In January 1889 the king gave Van Gèle a mission to further explore the Ubangi and its tributaries.
He left Antwerp on 6 February 1889 with the rank of State Inspector.
His expedition left Léopoldville on 21 May 1889 on the En Avant and the Association internationale Africaine.
The expedition reached Zongo on 25 June 1889, where a station was founded as a base of operations with Captain Léon Hanolet in command.
The Association Internationale Africaine was almost lost in the Zongo rapids.
In September 1889 they reached what would become Banzyville.

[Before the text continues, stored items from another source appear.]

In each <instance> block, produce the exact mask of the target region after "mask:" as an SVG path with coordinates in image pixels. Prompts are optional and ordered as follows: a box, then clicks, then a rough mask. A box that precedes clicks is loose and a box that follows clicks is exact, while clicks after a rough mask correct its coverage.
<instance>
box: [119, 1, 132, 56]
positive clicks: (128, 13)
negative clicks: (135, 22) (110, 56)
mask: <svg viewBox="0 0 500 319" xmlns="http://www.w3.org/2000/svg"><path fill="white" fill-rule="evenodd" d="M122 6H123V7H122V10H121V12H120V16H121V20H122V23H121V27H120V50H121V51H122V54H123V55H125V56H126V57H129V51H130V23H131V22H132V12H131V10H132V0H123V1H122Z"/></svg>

They established a post here, 300 km above Zongo, and sub-lieutenant Léon Busine was put in command.
Van Gèle and Georges Le Marinel studied the north shore of the river between Banzyville and Mokoangai and discovered the mouths of the Kuanga and Benghi rivers.

On 7 December 1889 Van Gèle started a new exploration further up the Ubangi.
He explored the lower course of the right tributary Kotto River, which he reached on 12 December 1889.
He returned downstream to Banzyville, which he reached in January 1890.
He left there on 11 May 1890, and reached the mouth of the Kotto at Bendé on 29 May 1890.
He went up this river and signed treaties with the local chiefs.
Van Gèle returned to the junction of the Bomu, the Mbomo river described by Wilhelm Junker, and the large Koyou river coming from the southeast, which was Junker's Makoua and Schweinfurth's Uele.
He founded a large station at the juncture of the two rivers.
At about 22°28' longitude the river was blocked by a series of rocky obstacles that the steamers could not pass.
The water level rose in July and the steamers entered the Uele, but at 22°40' longitude they were blocked by impassible rapids.
Van Gèle continued by pirogue, passing the rapids at Banafia and Bogazo, but could not pass the Mokwangou falls.
After returning to the Yakoma camp, Van Gèle decided to explore the Bomu river and visit Bangassou, but the steamers were blocked after a day by the Goui falls.
Bangassou came to visit Van Gèle, who then returned to Banzyville.

On 27 May 1890 the expedition of Léon Roget and Jules Alexandre Milz reached the Uele River opposite the Djabir village.
Sultan Djabir signed a treaty with Milz and a post was established on the site of the former Egyptian zeriba of Deleb.
Roget, guided by Sultan Djabir, tried unsuccessfully to join Van Gèle in Yakoma.
Van Gèle heard of the presence of a European in Djabir on 18 November 1890 and set out via a roundabout route up the Uele, reaching the village of Gamanza on 2 December.
The next day he met Milz, who was coming to meet him.
Together they reached Djabir on 6 January 1891. On 15 January Van Gèle descended the Uele and reached Yakoma on 20 January 1891. This resolved the Ubangi-Uele question. (Note: It had earlier been thought possible that the Uele might feed the Benue River or perhaps Lake Chad, but now it was thought likely that it was the upper part of the Ubangi. Milz and Van Gèle showed that was the case.)
In November 1891 Van Gele handed over to Georges Le Marinel and left for Europe.